St Paul in writing to the Christians at Corinth claims that “we are those who have the mind of Christ” and then in the Letter to the Philippians he can pray: “have in you that mind that is in Christ Jesus”. We really do believe that Christ is God’s definitive Word spoken for all time to the creation he loves, and that each human being, created in the image and likeness of the Creator, can have their own share in the mind of Christ: in other words, God can be known and experienced within the human heart and soul. But does this kind of theorising make any difference, or is it just a kind of play on language?
Whenever I have the privilege of baptising a child, I say the same thing to its parents and Godparents – bring up this child to be afraid of nothing. I am not being naïve in saying that because I know the state of this world as well as they do. But, as Scripture says, “perfect love casts out fear”, and our belief, our conviction, is that, once God has entered our world in the form of the Babe of Bethlehem, we have proof positive that the strongest force in this world - despite every sign to the contrary - is love, love so amazing, so divine. Ultimately, everything that is not loving, that is negative & life denying, & sad and just plain bad, will be consumed in the fire of that love which beats in the heart of the Godhead.
“They think that this is God”. As for Mother Seton, so for us.
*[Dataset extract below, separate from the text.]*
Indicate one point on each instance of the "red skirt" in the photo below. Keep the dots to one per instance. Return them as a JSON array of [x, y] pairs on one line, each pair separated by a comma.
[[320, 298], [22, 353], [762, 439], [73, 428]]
It is here in the context of the Eucharist that theory and practice come together, that God is earthed, rooted in the things of this life, that He becomes knowable, touchable, real to those with the eyes to see, the hearts open to love. I do not know what the New Year will bring. Probably like 2009 it bring its share of pain – the economy will continue to threaten the stability of so many families, Afghanistan will continue to claim its toll of young lives – but what Christmas tells me is that it will not always be so – that, beginning from that stable in a Palestinian backwater 2,000 years ago, the world is being renewed, that love alone endures, that love ultimately, will have its vindication. The Christ Child holds out his arms to you, and to me. Will we accept him for what he is – the mind of God - love incarnate? If we will, then we shall share in that peace which passes all understanding, which defies human logic – and that peace is my Christmas prayer for you.